Weiße Hemden, graue Westen, Hosenträger, Bärte und viele Tattoos: Die Barber-Szene, die sich jüngst bei den "German Barber Awards" im Nürnberger Messezentrum getroffen hat, fällt schon von Weitem auf durch ihre Mischung aus Fünfzigerjahremode und bewussten Stilbrüchen. "Es gibt nicht nur einen Style", erklärt Barbier Thorsten Staudt aus Nürnberg. In der Szene verbänden sich unterschiedliche Kulturen und Stile.
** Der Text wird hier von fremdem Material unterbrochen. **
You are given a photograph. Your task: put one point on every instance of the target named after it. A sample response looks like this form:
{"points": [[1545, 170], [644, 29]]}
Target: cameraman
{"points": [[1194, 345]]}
Den typischen Bartträger darf man sich also nicht nur mit derben Boots und zerrissenen Jeans vorstellen. "Der Bart ist das einfachste Mittel für eine Typveränderung und wird deshalb nie ganz verschwinden", glaubt Micha Birkhofer, der die "German Barber Awards" 2015 ins Leben gerufen hat. Er ist selbst Fachhändler für Barbier-Bedarf und will den Könnern der Zunft mit dem Wettbewerb eine Bühne bieten.
Die nutzte in diesem Jahr Sezer Soylu aus Augsburg am besten. Von einer internationalen Jury wurde er zum besten Barbier Deutschlands gekürt. Der 39-Jährige setzte sich gegen insgesamt 14 Konkurrenten durch, darunter auch eine Frau. Der Bart-Experte war nach seinem Sieg in den Kategorien Bart-Styling, Nassrasur mit dem Messer und klassische Männerhaarschnitte überglücklich: "Ich bin einfach überwältigt und dankbar und kann es noch gar nicht fassen."
Die Zeiten, in denen Männer alle drei Monate zum Friseur gehen, mit dem Wunsch, einfach die Haare zu kürzen, sind vorbei. Heute werde etwa um halbe Millimeter verhandelt und großer Wert auf akkurate Schnitte gelegt, sagt Barbier Thorsten Staudt. Auch gepflegte Bärte werden immer wichtiger. Viele Männer fühlen sich da in einem klassischen Damen- und Herrensalon nicht richtig aufgehoben.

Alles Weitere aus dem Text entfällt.